Two years into marriage, Sam lost her husband, Butler basketball star Andrew Smith, to cancer. Her journey of healing from the pain of grief to learning how to embrace living a full life again is nothing short of inspiring.
“It’s not going to be natural to choose joy — that’s got to be intentional. And then eventually it does become natural,” Samantha shares.
Samantha Smith: You’re in a loop, and you’re reliving the absolute worst days of your life. Until you decide you have to get out of bed and flip the script.
In 2014, Samantha married her high school sweetheart. Andrew was seven-foot center at Butler University. He lost his two-year battle to leukemia in 2016.
Samantha: Every part of my identity was removed. I was left with, well now what do I do?

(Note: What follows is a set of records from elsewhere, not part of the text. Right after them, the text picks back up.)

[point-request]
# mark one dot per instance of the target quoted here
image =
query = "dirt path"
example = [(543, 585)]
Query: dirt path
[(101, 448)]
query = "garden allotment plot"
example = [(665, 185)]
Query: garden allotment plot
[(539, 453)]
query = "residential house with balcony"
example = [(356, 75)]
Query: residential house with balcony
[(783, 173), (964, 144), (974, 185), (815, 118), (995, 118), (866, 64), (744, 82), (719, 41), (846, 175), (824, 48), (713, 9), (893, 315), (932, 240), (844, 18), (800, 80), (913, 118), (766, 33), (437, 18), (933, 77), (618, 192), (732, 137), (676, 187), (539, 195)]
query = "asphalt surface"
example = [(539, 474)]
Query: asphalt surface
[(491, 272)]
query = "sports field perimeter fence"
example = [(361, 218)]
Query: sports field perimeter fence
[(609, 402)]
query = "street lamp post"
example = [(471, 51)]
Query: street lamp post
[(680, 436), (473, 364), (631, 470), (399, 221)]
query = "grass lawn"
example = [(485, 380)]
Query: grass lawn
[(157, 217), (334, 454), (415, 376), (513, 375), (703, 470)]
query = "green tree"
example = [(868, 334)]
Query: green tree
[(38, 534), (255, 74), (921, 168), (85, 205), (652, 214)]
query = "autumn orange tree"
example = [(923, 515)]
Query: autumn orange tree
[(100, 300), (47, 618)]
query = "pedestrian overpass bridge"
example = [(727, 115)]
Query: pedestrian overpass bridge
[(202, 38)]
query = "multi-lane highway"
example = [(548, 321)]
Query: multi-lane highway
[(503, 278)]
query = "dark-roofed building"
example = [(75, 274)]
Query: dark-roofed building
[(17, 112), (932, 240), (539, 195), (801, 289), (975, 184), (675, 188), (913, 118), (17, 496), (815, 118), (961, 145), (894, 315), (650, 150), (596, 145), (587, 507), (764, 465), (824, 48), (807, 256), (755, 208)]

With support from friends, Samantha got out of Indianapolis.
Samantha: So I backpacked through Utah, and it was a true, shovel-your-poop sort-of trip. There were times when I was so focused on this 90-pound pack on my back that my head would be down at all times. And I remember thinking, Sam, if you don’t look up, you’re going to miss it.
It’s not going to be natural to learn to live again. It’s not going to be natural to feel like you have to choose joy. That’s going to have to be intentional. And eventually it does become natural, and it does become habit. But you’ve got to choose it first.
Honestly, one of the most beautiful parts about life is that you are ever evolving, that you’re totally changing every day. And yes, there’s growing pains. I’m feeling bitterness, and I’m feeling anger, but how am I going to positively impact my life and other people’s lives with that?
I get joy out of public speaking. Just this, I think, almost this tangible way of feeling like you’re giving back.
You know that there is nobody in the world like you.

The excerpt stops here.